A critical approach consists of considering each manuscript on its merits and being thankful that the various traditions of manuscripts support all the Church's doctrines with amazingly few troubling variants.
What we should not do is to pick a manuscript (well actually a synthesis of manuscripts) almost at random and prize certainty in every detail over truth.
Christianity is a historical religion where truth matters, I thought that only the Pope would come up with a post apostolic revelation and argue that any disagreement was a disagreement with God.
Grymir is right what is important are the presupositions underlying a translation and this really is not as simple as only accepting one historical text.

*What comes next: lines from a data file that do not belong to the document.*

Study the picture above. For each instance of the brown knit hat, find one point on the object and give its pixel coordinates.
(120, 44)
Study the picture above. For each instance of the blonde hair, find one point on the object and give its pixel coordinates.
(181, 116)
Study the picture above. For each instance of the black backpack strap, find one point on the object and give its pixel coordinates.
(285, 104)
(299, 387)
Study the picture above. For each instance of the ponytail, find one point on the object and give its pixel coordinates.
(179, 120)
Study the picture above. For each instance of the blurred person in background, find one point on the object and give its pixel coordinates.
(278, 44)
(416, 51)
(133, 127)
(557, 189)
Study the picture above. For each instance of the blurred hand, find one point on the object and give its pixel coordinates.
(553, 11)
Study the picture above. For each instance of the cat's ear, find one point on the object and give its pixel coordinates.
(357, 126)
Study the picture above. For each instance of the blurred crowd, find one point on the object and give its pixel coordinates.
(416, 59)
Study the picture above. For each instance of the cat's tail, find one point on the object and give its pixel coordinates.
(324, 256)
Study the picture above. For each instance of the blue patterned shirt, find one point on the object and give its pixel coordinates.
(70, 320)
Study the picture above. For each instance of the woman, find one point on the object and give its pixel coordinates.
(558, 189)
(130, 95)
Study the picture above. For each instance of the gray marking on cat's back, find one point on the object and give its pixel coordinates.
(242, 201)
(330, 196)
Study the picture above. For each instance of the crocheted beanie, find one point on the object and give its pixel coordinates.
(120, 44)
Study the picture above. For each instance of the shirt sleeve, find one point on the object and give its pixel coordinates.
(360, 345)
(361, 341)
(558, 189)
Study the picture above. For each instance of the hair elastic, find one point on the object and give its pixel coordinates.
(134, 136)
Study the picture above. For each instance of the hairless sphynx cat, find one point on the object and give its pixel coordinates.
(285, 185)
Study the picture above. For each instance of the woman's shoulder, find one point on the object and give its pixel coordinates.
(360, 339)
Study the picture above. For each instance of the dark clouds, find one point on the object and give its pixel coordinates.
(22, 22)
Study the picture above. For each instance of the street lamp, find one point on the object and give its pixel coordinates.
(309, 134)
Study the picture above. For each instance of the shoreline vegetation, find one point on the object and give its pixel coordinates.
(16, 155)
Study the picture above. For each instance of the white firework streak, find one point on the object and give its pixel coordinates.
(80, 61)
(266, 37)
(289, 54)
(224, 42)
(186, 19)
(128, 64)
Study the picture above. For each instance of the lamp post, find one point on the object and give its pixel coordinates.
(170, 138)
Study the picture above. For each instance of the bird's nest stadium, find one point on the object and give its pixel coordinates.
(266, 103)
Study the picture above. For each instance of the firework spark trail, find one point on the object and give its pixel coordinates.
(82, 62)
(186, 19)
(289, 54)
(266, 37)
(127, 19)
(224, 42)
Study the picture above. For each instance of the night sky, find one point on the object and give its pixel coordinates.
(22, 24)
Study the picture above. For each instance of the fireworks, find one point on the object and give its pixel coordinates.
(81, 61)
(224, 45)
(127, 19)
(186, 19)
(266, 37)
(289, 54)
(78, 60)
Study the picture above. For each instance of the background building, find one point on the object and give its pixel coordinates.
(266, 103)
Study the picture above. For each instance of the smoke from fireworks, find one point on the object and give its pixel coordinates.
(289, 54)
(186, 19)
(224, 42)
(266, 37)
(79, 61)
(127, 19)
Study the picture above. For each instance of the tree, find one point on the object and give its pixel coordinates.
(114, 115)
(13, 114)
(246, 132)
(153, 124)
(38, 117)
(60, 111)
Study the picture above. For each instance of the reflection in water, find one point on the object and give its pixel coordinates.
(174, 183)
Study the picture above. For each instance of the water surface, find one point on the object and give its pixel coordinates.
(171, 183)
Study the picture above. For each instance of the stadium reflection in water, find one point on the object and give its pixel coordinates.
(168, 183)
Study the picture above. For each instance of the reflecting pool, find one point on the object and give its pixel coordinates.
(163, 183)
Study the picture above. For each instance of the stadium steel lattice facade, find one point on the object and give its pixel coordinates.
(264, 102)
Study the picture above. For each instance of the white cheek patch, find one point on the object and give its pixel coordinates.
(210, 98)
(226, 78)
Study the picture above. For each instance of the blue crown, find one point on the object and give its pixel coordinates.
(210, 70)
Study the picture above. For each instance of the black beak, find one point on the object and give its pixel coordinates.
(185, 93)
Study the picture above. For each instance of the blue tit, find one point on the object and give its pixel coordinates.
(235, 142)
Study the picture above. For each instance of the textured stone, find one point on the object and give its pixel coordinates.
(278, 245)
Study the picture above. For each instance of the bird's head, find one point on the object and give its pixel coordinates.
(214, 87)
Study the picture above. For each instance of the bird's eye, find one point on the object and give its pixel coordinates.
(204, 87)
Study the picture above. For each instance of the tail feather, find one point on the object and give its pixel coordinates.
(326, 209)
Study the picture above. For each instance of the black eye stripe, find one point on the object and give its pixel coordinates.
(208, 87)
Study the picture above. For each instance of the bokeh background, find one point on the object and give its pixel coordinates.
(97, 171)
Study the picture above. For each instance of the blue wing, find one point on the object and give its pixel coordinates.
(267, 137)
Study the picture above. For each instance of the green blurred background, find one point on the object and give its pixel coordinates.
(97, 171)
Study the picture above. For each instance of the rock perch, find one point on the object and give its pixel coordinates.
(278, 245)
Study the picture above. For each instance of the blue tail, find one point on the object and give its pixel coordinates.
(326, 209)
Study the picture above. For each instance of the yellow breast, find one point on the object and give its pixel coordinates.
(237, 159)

This is really an issue that does not benefit from being aired again and the assertion that using anything other than the AV is unconfessional really needs to be rested.
Ditto.
I don't think that most KJV only people really take the time to look at the translation process or historical developments that lead to the KJV. The bottom line is that whatever underlying manuscripts a translation committee chooses to use there is still a choice that must be made. This means that even the mighty KJV translators had to use some kind of criteria for their choice of manuscripts and in their translations of specific words. The real argument should center around whether or not they always made the right choices since as mere translators they were not divinely inspired as were the original authors.
On the contrary. KJV people put a lot of emphasis on the history of the manuscripts. And they reject such manuscripts that were found in a trash heap, or manuscripts that were pulled out of the Pope's library which is were some of the manuscripts that are being used for modern translation.